SOA's next act: EA? EAI? Cloud? BPM? All of the above?

Many are now extending their SOA experiences in different directions.

What's the next step for service oriented architecture?  Many see it melding with other disciplines, as it doesn't make for a business case on a standalone basis -- a business is going to demand streamlined customer care, or a more responsive ERP system, but never just "SOA."

Plus, vendors have gotten antsy to move on to The Next Big Thing, and many have toned down talk of being exclusively SOA suppliers.

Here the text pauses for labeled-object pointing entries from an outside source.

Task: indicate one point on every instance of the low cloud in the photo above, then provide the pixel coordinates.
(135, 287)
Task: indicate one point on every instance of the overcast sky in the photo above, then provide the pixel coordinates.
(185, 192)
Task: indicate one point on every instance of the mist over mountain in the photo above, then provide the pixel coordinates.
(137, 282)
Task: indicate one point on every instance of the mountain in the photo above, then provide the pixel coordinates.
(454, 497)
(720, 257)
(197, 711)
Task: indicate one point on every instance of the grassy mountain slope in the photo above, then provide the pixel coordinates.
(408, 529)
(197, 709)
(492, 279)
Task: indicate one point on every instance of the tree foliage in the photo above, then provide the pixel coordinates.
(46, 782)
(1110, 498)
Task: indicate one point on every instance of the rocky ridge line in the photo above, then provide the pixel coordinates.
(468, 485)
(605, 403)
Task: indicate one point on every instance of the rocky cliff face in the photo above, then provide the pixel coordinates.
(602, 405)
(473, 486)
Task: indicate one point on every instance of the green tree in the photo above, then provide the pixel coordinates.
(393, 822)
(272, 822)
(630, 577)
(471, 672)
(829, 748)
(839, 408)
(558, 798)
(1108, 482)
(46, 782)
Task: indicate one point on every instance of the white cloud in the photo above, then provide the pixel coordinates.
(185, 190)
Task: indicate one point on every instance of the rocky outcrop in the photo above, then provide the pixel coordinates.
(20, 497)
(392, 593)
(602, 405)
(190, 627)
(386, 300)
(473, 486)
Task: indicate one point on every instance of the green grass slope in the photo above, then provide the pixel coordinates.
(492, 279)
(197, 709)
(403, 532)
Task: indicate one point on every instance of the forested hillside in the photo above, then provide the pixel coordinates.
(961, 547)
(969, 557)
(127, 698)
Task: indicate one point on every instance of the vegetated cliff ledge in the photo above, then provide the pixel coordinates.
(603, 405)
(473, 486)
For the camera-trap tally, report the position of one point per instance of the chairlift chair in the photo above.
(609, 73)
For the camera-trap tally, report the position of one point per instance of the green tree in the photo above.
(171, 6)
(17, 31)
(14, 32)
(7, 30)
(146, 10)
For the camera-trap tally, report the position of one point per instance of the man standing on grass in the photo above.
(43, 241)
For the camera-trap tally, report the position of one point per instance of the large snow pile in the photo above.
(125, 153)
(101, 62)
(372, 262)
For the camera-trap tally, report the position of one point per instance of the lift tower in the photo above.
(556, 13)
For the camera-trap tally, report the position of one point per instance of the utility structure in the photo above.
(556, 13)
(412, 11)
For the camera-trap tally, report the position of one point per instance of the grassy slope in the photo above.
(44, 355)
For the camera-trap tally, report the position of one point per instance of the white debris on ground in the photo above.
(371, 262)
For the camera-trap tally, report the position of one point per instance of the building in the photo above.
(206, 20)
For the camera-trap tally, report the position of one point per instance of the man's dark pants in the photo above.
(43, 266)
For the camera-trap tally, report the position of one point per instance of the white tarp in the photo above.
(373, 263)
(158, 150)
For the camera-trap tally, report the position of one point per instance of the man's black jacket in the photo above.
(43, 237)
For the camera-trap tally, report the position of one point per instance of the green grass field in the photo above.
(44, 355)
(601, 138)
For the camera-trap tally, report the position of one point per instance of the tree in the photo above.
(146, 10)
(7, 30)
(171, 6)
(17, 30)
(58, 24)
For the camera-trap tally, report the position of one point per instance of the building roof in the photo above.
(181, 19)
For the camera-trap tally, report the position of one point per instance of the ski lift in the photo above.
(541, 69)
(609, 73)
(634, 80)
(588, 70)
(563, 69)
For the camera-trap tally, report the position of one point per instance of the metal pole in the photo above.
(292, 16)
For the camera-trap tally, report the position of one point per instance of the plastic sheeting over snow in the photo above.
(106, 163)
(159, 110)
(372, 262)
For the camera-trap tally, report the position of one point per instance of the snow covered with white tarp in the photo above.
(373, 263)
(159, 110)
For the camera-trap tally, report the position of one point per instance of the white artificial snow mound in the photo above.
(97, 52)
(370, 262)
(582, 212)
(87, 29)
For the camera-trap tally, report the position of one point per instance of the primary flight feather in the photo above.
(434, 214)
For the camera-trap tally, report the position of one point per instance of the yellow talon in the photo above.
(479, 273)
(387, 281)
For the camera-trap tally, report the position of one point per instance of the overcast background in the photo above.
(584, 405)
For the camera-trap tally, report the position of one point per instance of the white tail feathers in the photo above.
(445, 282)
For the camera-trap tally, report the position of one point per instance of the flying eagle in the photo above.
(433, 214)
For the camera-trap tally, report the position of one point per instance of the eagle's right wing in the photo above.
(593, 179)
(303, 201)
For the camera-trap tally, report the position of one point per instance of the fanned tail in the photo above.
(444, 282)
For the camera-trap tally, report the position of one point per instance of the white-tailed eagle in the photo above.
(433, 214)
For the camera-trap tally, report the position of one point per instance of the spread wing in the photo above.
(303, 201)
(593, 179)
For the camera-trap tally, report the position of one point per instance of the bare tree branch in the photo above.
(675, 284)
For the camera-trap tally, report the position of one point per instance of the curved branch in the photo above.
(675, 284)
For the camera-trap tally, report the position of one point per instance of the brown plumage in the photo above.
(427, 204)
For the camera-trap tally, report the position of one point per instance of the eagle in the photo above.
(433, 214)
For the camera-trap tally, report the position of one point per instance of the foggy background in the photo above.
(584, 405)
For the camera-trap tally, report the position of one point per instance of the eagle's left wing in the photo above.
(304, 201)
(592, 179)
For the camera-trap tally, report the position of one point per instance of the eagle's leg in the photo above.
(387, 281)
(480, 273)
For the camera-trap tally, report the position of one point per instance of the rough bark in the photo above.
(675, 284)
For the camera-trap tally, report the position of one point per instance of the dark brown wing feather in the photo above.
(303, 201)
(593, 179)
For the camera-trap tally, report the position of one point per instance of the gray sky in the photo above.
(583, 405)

So what's the next evolution? People involved in SOA across the industry have been responding in different ways, seeing movement in different directions:

  • EA: A couple of years back, my pal Dave Linthicum predicted that SOA would become part of Enterprise Architecture, and he stands by that assertionThis makes perfect sense, since we are talking about "architecture."
  • Cloud: Formerly called the SOA Symposium, the latest international symposium held this week in Berlin had, for the second year in a row, two co-located conferences on both SOA and cloud computing. This makes perfect sense, since SOA-enabled services are, in many respects, private cloud services. And an effective cloud structure needs sound service orientation underneath. (By the way, I would like to apologize to attendees who showed up for my to-be-remotely-delivered session on "The Economics of Cloud Computing." It was to be delivered via Skype, but after 15 minutes of struggling with a the connection, we had to call it off.)
  • EAI: This week's action conference delivered by ebizQ and TechTarget, formerly called "SOA in Action," was titled "SOA and Application Integration in Action."  This makes perfect sense, since the challenge SOA is addressing is bringing together a spaghetti mishmash of applications together for the business. (I had the opportunity to participate virtually here as well.)
  • BPM: IBM's Impact mega-event was previously called "SOA Impact."  The most recent event in May had a strong business process management focus.  This makes perfect sense, since business process management depends on the ability to de-construct and re-construct processes that are supported by automation.

So where is SOA as a discipline heading?  Yes, the hype cycle has clearly receded, and we're in the roll-up-our-sleeves-and-make-the-thing-work stage. SOA is behind the scenes, but what role will it play as we move into the 2010s?